Mitt Romney called it “the most powerful and unaccountable bureaucracy in the history of our nation.” Senate Republican leader Mitch McConnell said more or less the same after President Obama, at the start of the year, appointed Richard Cordray as the head of the new Consumer Financial Protection Bureau. This new agency created by Dodd-Frank, McConnell offered, “is poised to be one of the least accountable and most powerful agencies in Washington.” Richard Shelby, the ranking Republican on the Senate Banking committee complained, “There’s no oversight, there’s no accountability.”
And yet for an agency that supposedly is answerable to no one, its people sure do testify a lot before Congress. The CFPB’s doors have been open for all of six months but already its people have been hauled before the House Oversight and Government Reform committee no less than three times. And when on Wednesday morning agency head Richard Cordray takes his seat before the House Committee on Financial Services, it will mark the 14th time an agency representative—Cordray, agency architect Elizabeth Warren (who recruited Cordray to the CFPB), or one of their minions –has appeared before Congress since March.
Cordray will have nothing fresh to say, of course. The agency is too new to have a track record of enforcement or rule-making so once again he’ll lay out its goals: transparency in all financial transactions, better financial education, a crackdown on “unfair, deceptive, or abusive” practices whether in the writing of a $400,000 mortgage or a $300 payday loan. He’ll reassure Congress that he welcomes their input and once again he’ll use a 1970 quote from Ronald Reagan to help sum up his philosophy.

He quoted Reagan when he appeared in January before a subcommittee of the House Oversight and Government Reform: “Free men engaged in free enterprise build better nations with more and better goods and services, higher wages and higher standards of living for more people. But free enterprise is not a hunting license.” He used that same “hunting license” quote when he appeared before the Senate Banking Committee later that month. And he’ll repeat that same Reagan quote once more on Wednesday according to the prepared testimony the CFPB press office sent out in advance of his appearance on Capitol Hill.

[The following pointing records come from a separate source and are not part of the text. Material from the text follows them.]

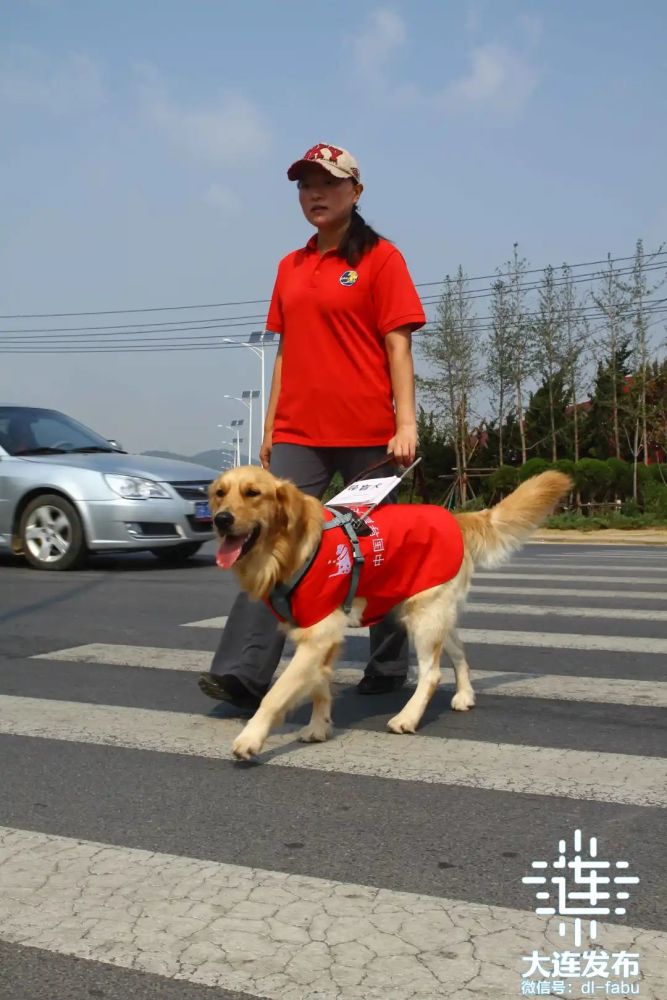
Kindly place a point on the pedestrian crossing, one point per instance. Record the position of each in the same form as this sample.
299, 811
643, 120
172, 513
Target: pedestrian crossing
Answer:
119, 867
528, 685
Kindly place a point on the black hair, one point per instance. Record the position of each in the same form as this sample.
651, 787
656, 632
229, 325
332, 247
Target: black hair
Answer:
359, 238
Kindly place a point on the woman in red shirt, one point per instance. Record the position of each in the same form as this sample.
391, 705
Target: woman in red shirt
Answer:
342, 396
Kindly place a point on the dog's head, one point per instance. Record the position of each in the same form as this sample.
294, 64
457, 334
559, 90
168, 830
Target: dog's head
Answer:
263, 524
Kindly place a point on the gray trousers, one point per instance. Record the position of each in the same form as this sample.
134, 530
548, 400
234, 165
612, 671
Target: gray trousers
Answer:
251, 644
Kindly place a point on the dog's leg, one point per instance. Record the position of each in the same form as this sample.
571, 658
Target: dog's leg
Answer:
464, 698
426, 622
320, 727
304, 676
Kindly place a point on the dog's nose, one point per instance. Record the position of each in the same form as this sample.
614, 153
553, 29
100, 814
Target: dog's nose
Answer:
223, 520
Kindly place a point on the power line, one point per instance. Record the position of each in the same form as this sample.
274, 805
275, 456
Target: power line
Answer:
484, 323
244, 302
208, 342
235, 322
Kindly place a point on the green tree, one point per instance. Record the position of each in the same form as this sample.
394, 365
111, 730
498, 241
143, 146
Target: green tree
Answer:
545, 417
453, 355
550, 354
609, 404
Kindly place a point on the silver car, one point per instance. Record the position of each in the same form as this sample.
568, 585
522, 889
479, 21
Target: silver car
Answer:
65, 491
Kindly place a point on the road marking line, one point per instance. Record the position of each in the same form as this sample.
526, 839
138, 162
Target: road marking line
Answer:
526, 684
532, 770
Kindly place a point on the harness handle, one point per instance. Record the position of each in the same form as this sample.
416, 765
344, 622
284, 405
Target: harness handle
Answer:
418, 477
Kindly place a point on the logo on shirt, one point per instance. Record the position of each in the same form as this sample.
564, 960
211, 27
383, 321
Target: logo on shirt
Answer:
343, 561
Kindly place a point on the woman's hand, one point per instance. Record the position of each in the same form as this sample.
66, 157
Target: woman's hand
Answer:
265, 450
403, 445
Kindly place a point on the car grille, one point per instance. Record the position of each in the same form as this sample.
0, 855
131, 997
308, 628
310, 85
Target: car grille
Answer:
195, 490
200, 527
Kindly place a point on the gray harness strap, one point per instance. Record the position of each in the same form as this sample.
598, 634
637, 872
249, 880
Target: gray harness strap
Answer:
354, 528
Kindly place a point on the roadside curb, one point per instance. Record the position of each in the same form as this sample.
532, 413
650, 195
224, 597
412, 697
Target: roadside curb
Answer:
602, 536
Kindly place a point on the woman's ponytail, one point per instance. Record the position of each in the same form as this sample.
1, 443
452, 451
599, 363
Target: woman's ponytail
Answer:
358, 240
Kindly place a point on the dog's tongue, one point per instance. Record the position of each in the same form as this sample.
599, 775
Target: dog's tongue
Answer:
229, 552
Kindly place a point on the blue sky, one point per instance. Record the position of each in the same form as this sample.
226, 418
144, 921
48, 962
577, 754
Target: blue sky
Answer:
145, 148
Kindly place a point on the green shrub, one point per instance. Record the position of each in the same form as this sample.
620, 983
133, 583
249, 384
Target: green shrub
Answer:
655, 498
503, 480
565, 465
621, 477
631, 508
592, 478
533, 467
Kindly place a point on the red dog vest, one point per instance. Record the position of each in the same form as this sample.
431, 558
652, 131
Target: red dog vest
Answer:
411, 548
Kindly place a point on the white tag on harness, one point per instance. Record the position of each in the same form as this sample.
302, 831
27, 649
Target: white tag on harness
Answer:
366, 492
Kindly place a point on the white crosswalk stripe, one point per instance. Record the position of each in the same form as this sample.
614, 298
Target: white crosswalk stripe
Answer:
608, 690
633, 595
610, 580
576, 774
285, 936
505, 637
546, 611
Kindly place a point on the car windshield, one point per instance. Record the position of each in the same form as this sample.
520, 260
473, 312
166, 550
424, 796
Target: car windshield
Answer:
26, 430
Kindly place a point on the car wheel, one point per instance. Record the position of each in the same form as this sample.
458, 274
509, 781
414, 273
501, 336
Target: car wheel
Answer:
175, 554
51, 534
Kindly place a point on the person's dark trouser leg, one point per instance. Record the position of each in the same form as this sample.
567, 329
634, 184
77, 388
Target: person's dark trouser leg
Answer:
251, 643
390, 648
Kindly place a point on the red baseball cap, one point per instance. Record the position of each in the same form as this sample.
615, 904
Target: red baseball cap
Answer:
336, 160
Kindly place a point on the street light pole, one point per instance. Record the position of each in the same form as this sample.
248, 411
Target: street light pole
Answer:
257, 337
249, 394
235, 426
264, 337
246, 399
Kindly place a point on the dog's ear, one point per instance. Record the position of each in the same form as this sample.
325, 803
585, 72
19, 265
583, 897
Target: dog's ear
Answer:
290, 505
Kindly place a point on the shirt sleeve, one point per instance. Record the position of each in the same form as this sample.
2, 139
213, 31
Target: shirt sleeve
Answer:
274, 320
395, 296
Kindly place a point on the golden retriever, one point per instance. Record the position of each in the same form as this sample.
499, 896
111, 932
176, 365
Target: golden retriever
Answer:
268, 529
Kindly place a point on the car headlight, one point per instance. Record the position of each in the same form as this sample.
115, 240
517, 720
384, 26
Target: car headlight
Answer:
133, 488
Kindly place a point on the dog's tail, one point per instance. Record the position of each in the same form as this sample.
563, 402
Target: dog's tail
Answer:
490, 536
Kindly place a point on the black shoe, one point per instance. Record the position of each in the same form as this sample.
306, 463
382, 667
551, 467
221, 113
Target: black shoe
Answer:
231, 690
380, 684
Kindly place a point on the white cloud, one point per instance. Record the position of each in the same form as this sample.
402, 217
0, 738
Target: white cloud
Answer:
228, 132
223, 199
68, 87
499, 79
382, 36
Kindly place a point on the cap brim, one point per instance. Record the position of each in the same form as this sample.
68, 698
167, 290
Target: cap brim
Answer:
295, 171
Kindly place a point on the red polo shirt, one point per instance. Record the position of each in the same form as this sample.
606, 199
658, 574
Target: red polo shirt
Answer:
336, 387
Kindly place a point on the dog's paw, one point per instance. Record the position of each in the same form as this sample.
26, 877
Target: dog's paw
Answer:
401, 725
315, 733
463, 700
246, 745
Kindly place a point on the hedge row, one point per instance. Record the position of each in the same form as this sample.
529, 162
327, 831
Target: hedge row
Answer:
595, 481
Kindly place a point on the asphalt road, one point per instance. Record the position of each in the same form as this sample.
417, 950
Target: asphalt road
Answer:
138, 859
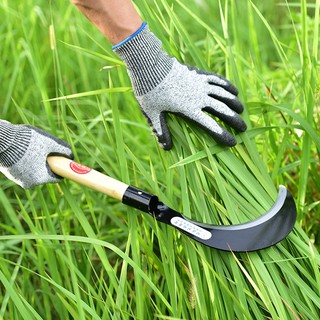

Cordray, the former Attorney General of Ohio, will again go to great lengths to show that he’s fair-minded and not someone convinced that all banks are evil. Sure, some people lost their homes due to “unscrupulous businesses” that “obscured loan terms or engaged in outright fraud.” But that’s only part of the story. “Sometimes people made bad decisions,” he’ll say in his opening statement. “Sometimes an unexpected event—like a loved one getting sick or a family member losing a job—overwhelmed even the most careful planning.”
Yet nothing Cordray says will make much difference. Polls show that Dodd-Frank is the president’s most popular legislative accomplishment. According to one poll, 74 percent of the electorate supports an agency that protects consumers against abuses by financial institutions. So Republicans part of the House Financial Services committee (just like their counterparts on both House Oversight and Senate Banking) will cast Cordray as an anti-business crusader trying to deny hard-working Americans access to credit—a “credit czar,” to quote Rep. Spencer Bachus, the Republican chairman of the Financial Services Committee, who said at the end of 2010 that Congress was “there to serve the banks.”
The CFPB is “a pretty scary thing,” Rick Santorum said recently on the campaign trail. It can determine “what loans you’re going to be able to qualify for, who you can do business with.” None of that’s true—the CFPB will have no say over who qualifies for what loan or who a consumer can do business with, unless that business is employing “unfair, deceptive, or abusive” practices—but that didn’t stop this presidential hopeful from concluding that the CFPB’s supposed policies prove that the Obama administration sees people in business as “nefarious” by nature.